Finance ministers meeting in Brussels on Monday agreed to double the size of a fund set up for future bailouts of eurozone countries.

A permanent rescue fund to be established from the beginning of 2013 will have an effective capacity of 500 billion euros ($675 billion), said Jean-Claude Juncker, head of the eurogroup of finance ministers.

"I would think that this will be enough," said Juncker after talks.

Jean-Claude Juncker
Juncker said he felt satisfied with the planned fund's capacityImage: picture alliance / dpa

The current fund, known as the European Financial Stability Facility, is effectively a 440-billion-euro guarantee from eurozone governments.

However, only about 250 billion euros of this can be made available. The rest remains as collateral, allowing eurozone states to borrow money at rates that make it viable for them to lend.

The size of the fund would be subject to review at least every two years.

Juncker, who is also Prime Minister of Luxembourg, said that further talks would be needed to continue reforms to make supervision of eurozone member state budgets more rigorous.

Franco-German ideas draw criticism

In addition, he said, discussions were necessary on a "competitiveness pact" proposed by Berlin and Paris in return for their commitment to the future funding arrangement.

"Nothing is agreed until everything is agreed," said Juncker.

Leaked drafts of the Franco-German pact reveal plans for European harmonization on matters including retirement age and corporate tax accounting.

A pensioner taking money out of a container
The competitiveness pact proposes harmonization of retirement agesImage: picture-alliance/ ZB

The pact has attracted criticism from some EU countries because of the bilateral nature of the way it was drawn up by France and Germany, as well as a perceived lack of detail.

Freezing of Egyptian assets on agenda

EU diplomatic sources said that a request had been made by Egypt for the freezing of assets of several Egyptian officials, following the resignation of President Hosni Mubarak. However, the former president was not believed to have been on the list.

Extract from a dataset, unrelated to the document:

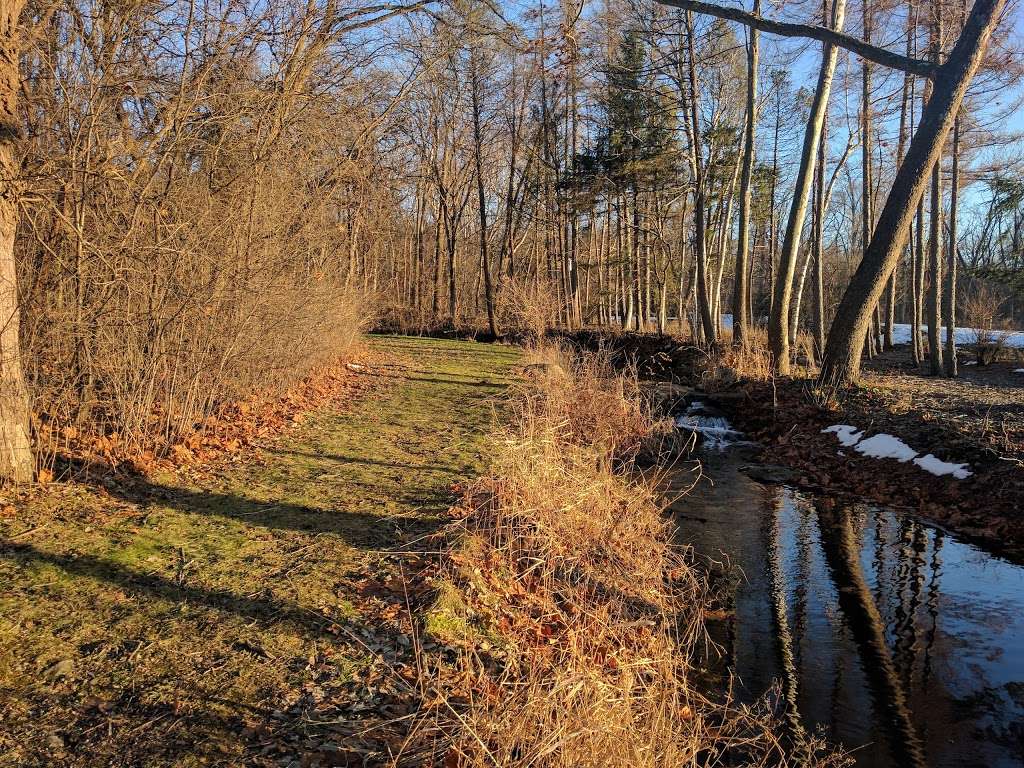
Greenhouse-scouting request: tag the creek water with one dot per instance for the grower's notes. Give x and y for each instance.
(898, 640)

France and Britain have both proposed that the issue be discussed at the talks on Tuesday.

Britain - which is not part of the eurozone but which did contribute to a bailout fund for Ireland - was represented at the eurogroup meeting because of the relevance of the rescue fund topic to the wider EU.

A further meeting of eurozone leaders is to take place on March 11 in Brussels with the possibility of an additional meeting ten days later, ahead of an EU-wide summit beginning on March 24.